NOTE: heapprofd requires Android 10 or higher
Heapprofd is a tool that tracks heap allocations & deallocations of an Android process within a given time period. The resulting profile can be used to attribute memory usage to particular call-stacks, supporting a mix of both native and java code. The tool can be used by Android platform and app developers to investigate memory issues.
By default, the tool records native allocations and deallocations done with malloc/free (or new/delete). It can be configured to record java heap memory allocations instead: see Java heap sampling below.
On debug Android builds, you can profile all apps and most system services. On “user” builds, you can only use it on apps with the debuggable or profileable manifest flag.
See the Memory Guide for getting started with heapprofd.

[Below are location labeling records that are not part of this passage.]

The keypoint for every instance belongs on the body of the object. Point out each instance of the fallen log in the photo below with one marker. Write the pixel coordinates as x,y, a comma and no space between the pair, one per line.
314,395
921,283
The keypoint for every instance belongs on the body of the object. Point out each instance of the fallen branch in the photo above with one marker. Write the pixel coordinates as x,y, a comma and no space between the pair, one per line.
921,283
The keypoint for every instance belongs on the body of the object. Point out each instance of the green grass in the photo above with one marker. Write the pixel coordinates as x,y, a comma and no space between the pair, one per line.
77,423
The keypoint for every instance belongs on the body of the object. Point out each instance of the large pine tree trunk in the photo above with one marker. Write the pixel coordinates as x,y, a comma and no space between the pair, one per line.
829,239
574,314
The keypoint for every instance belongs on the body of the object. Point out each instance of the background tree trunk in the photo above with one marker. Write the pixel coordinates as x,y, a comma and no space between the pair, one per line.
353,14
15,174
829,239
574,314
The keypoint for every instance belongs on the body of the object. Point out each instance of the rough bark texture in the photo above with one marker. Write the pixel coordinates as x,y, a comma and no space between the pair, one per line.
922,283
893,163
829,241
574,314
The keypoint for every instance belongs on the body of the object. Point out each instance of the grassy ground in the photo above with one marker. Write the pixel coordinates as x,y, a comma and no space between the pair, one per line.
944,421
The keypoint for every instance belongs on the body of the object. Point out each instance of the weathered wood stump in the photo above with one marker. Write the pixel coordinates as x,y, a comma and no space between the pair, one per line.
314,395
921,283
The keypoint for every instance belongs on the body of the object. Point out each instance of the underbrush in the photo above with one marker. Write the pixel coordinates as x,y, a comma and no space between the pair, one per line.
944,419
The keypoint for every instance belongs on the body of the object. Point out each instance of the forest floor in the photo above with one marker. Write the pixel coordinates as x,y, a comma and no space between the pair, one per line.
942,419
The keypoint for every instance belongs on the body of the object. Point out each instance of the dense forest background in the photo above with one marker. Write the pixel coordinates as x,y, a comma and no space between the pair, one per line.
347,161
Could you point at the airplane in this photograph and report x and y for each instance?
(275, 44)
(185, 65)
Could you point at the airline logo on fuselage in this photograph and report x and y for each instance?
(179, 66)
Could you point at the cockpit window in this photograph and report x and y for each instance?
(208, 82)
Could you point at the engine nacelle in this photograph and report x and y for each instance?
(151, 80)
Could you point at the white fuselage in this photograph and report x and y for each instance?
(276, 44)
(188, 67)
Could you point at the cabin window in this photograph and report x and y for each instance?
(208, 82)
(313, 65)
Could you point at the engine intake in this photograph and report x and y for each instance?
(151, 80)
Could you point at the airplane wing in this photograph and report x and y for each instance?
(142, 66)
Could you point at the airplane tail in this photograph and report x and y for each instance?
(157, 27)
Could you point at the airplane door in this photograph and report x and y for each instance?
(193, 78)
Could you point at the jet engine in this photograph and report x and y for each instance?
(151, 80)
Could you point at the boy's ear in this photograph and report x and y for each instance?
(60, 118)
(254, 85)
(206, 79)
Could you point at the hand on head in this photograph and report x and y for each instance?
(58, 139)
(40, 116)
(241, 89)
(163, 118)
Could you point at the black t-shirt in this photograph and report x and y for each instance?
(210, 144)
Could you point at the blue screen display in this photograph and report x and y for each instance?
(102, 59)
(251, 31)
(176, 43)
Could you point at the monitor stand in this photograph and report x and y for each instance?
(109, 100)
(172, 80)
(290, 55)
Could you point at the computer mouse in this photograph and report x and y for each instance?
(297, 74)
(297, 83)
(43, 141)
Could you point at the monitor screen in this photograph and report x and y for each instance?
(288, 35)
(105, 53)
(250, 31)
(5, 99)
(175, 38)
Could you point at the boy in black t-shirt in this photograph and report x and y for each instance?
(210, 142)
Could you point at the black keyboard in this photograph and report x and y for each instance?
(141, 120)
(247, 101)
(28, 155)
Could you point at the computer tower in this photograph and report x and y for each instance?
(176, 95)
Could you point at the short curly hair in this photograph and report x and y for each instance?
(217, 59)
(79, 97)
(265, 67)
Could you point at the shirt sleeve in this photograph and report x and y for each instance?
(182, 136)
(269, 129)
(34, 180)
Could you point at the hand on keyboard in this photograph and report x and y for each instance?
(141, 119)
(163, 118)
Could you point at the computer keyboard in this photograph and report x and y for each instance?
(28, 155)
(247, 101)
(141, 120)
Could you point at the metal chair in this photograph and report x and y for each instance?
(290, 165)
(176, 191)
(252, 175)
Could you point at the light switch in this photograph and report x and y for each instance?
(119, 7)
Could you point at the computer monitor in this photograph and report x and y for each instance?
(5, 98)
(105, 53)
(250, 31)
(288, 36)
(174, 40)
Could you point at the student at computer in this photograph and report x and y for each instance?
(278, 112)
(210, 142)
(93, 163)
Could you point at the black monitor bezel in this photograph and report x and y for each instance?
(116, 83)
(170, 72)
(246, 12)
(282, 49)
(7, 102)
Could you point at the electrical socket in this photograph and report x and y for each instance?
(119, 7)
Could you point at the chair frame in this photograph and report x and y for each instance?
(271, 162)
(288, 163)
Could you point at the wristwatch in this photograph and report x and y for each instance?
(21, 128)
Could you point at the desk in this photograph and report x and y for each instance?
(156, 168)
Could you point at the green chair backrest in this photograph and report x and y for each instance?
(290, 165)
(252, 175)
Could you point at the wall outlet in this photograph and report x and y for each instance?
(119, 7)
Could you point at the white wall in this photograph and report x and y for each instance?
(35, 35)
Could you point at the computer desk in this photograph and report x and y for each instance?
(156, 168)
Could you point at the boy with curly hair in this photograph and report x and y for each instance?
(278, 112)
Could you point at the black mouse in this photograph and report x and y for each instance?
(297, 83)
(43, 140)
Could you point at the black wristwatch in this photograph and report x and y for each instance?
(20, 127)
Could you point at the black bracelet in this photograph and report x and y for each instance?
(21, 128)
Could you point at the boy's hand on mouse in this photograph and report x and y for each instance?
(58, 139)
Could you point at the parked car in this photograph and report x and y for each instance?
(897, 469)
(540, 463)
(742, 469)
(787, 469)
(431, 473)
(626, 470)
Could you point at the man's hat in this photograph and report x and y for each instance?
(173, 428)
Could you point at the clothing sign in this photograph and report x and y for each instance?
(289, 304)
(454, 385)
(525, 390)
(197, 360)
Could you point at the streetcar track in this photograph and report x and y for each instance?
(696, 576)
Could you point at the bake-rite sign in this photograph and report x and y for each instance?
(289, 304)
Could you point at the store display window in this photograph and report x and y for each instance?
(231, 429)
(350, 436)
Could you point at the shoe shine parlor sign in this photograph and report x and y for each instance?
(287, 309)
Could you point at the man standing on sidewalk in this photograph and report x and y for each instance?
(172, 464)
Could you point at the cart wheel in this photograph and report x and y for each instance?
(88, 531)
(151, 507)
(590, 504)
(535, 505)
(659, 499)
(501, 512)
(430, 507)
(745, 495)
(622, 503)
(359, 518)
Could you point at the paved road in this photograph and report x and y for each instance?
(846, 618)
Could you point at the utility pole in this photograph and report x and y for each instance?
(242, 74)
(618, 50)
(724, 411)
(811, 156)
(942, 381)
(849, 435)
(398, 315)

Dumps from heapprofd are shown as flamegraphs in the UI after clicking on the diamond. Each diamond corresponds to a snapshot of the allocations and callstacks collected at that point in time.
Information about callstacks is written to the following tables:
The allocations themselves are written to heap_profile_allocation
.
Offline symbolization data is stored in stack_profile_symbol
.
See Example Queries for example SQL queries.
Heapprofd can be configured and started in three ways.
This requires manually setting the HeapprofdConfig section of the trace config. The only benefit of doing so is that in this way heap profiling can be enabled alongside any other tracing data sources.
You can use the tools/heap_profile
script. If you are having trouble make sure you are using the latest version.
You can target processes either by name (-n com.example.myapp
) or by PID (-p 1234
). In the first case, the heap profile will be initiated on both on already-running processes that match the package name and new processes launched after the profiling session is started. For the full arguments list see the heap_profile cmdline reference page.
You can use the Perfetto UI to visualize heap dumps. Upload the raw-trace
file in your output directory. You will see all heap dumps as diamonds on the timeline, click any of them to get a flamegraph.
Alternatively Speedscope can be used to visualize the gzipped protos, but will only show the “Unreleased malloc size” view.
You can also use the Perfetto UI to record heapprofd profiles. Tick “Heap profiling” in the trace configuration, enter the processes you want to target, click “Add Device” to pair your phone, and record profiles straight from your browser. This is also possible on Windows.
The resulting profile proto contains four views on the data, for each diamond.
(Googlers: You can also open the gzipped protos using http://pprof/)
TIP: you might want to put libart.so
as a “Hide regex” when profiling apps.
TIP: Click Left Heavy on the top left for a good visualization.
By default, the heap profiler captures all the allocations from the beginning of the recording and stores a single snapshot, shown as a single diamond in the UI, which summarizes all allocations/frees.
It is possible to configure the heap profiler to periodically (not just at the end of the trace) store snapshots (continuous dumps), for example every 5000ms
continuous_dump_config { dump_interval_ms: 5000 }in the HeapprofdConfig.
-c 5000
to the invocation of tools/heap_profile
.The resulting visualization shows multiple diamonds. Clicking on each diamond shows a summary of the allocations/frees from the beginning of the trace until that point (i.e. the summary is cumulative).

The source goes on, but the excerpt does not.